ミントはなぜ香るのか—ギリシャ神話ミンテと地下世界の物語

ミントはなぜ香るのか—ギリシャ神話ミンテと地下世界の物語

「ミント 神話」「ミンテ ギリシャ神話」という言葉を聞いたことはありますか?

ミントという植物の名前を知っていても、その語源や物語まで知っている人は少ないかもしれません。ミントの語源は古代ギリシャ語 μίνθη(mínthē)に由来します。このμίνθη(ミンテ)はギリシャ神話に登場する水の精霊の名前です。

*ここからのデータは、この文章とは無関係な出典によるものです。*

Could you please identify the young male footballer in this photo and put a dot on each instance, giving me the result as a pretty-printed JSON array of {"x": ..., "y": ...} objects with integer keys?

このミンテは冥界の神ハデスに愛された水の精霊でした。

しかしその関係を知ったペルセポネの嫉妬により、彼女は地面に踏みつぶされ、香る植物へと姿を変えられたと伝えられています。この物語は、ギリシャの古典文献に断片的に記されています。しかし、ここで物語は終わりません。

ヨーロッパ神話に見る「地下世界と香り」

古代ギリシャにおいて、香りは目に見えない世界とつながる象徴でした。地面に踏まれた存在が、別の姿へと変わる。これはギリシャ神話における「変容(metamorphosis)」の重要なテーマです。ミンテは消えたのではなく、“香り”という形で残りました。つまりミントには、再生の象徴としての意味が重なっているのです。

ミントの香りと記憶

香りは時間を越えます。ミントの清涼な香りは、古代ヨーロッパでは清めにも使われました。失われたものを思い出として蘇らせる。それは、ミンテという存在そのものの象徴なのかもしれません。

ハーブティーとしてのミントは再生を象徴する飲み物

ハーブティーを淹れるとき、立ち上る湯気はまるで神話の世界から立ちのぼる霧のようです。踏まれても消えなかった精霊が、湯気とともに再び姿をあらわす。ミントティーは、ただ爽やかな飲み物ではありません。それは、物語を飲む行為なのではないかと思います。

三種のミントをブレンドするということペパーミント、スペアミント…それぞれ異なる香りを重ねることは、ミンテという神話を立体にすることかなと思っています。三種のミントティーには、そんな思いを込めました。

香りが、神話の歴史を紡ぎますように。